Die Legislative spielt Bäumchen wechsle dich zum Zwecke des Machterhalts
Bewegung kam in den Kongress im März anlässlich der Janela (dt. Fenster). In die-sem Zeitfenster von 30 Tagen war es den Volksvertretern erlaubt, die Partei zu wechseln ohne dabei ihr Mandat zu verlieren. Der Parteiwechsel von Politikern stellt in Brasilien einen regel-rechten Handel dar. Dabei wird die Ware „Anzahl der Parteimitglieder“ gegen „finanzielle Unterstützung“ für die Kandidaten seitens der um die Mitglieder werbenden Parteien getauscht. Es kam mitunter zur Zahlung regelrechter Ablösesummen. Am meisten Zuwachs erhielten in diesem Jahr die konservativliberalen Democratas. Stellten sie vor der Janela noch 31 Abgeordnete, waren es danach 43. Die stärksten Nettoverluste verzeichneten Temers konservative MDB (Partido do Movimento Democrático do Brasil, bislang: PMDB) und die sozialdemokratische PSB (Partido Socialista Brasileiro). Insgesamt wechselten über 80 der 513 Abgeordneten, also rund 16%, die Partei. Die Motivation der Parteien bei der Werbung neuer Mitglieder folgt auch der Logik des Geldes: Je mehr Mitglieder eine Partei hat, desto mehr Geld steht ihr aus dem Wahl- und dem Parteifond zu. Je größer der finanzielle Spielraum, desto höher fällt die finanzielle Unterstützung einer Partei an ihre Kandidaten aus. Da es sich um die ersten nationalen Wahlen handelt, bei denen Firmenspenden an Parteien verboten sind, war die Janela für Parteien und Mitglieder in diesem Jahr von besonderer Bedeutung.
Die Praxis der Janela verdeutlicht eindrucksvoll, dass programmatische Grundsatzfragen nicht notwendigerweise an erster Stelle stehen und wie personenzentriert das demokratische System Brasiliens ist. Die Finanzierung des eigenen teuren Wahlkampfes zu sichern, der einen einzelnen Abgeordneten umgerechnet rund 600.000 Euro kosten kann, hat im Vergleich zu inhaltlichen Fragen häufig Priorität.
Fazit und Ausblick
Angesichts all dessen überrascht es kaum, dass gerade einmal 13% der Brasilianer mit der Demokratie zufrieden sind. Dies ist der niedrigste Wert in ganz Lateinamerika.

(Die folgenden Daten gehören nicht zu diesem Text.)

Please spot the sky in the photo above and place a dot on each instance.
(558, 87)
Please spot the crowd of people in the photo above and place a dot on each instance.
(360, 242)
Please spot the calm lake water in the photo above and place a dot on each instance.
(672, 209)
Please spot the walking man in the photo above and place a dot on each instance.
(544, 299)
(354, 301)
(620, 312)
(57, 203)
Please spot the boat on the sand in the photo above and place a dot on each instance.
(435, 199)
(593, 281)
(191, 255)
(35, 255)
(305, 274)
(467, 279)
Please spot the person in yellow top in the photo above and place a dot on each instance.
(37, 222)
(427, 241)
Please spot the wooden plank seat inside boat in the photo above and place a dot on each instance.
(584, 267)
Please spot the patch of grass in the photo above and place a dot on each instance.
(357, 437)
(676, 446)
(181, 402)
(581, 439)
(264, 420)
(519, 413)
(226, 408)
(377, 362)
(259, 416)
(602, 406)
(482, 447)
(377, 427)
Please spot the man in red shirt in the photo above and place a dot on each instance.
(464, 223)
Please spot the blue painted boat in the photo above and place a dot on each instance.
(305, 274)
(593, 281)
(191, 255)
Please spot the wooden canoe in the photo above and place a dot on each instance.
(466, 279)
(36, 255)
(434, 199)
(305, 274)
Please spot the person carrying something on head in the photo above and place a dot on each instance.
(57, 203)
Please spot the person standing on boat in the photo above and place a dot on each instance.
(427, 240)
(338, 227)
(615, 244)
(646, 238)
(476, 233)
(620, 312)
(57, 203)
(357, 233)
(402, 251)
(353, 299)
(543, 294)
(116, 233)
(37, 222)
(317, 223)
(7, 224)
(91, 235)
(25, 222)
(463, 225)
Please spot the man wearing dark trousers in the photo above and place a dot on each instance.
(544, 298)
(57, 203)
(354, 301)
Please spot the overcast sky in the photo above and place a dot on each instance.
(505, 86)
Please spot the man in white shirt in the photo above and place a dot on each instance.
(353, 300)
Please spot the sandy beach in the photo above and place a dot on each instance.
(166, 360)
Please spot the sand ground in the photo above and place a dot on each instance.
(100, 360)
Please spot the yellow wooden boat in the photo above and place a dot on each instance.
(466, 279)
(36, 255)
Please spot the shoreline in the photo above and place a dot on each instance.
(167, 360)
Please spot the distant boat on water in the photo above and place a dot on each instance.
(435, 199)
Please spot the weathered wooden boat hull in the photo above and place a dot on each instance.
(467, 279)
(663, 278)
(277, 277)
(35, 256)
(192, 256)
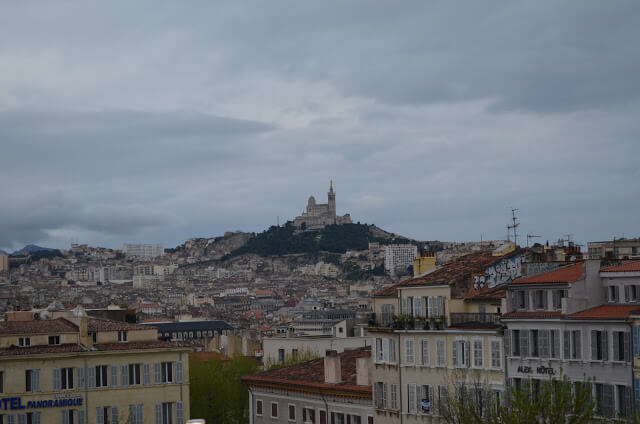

Das Vertrauen der Brasilianer in die Institutionen Judikative, Exekutive und Legislative liegt bei 24%, 6% und 7%. Müde und desillusioniert von den täglichen Schlagzeilen über Korruption, Amtsmissbrauch, persönliche Vorteilsnahme und unwürdiges Verhalten sind die Brasilianer empfänglich für die Botschaften evangelikaler und populistischer Heilsversprecher. In den Umfragen für den ersten Wahlgang liegt der homophobe, frauenfeindliche und rassistische Evangelikale Jair Bolsonaro (Partido Social Liberal, PSL) mit 15% hinter dem inhaftierten Lula (31%) auf Platz zwei. Mit der Glorifizierung des Militärs ist Bolsonaro nicht allein. Fast 20% der Brasilianer würden einen Militär-streich den Wahlen im Oktober vor-ziehen. Das Militär genießt von allen Institutionen mit 56% das größte Vertrauen der Brasilianer.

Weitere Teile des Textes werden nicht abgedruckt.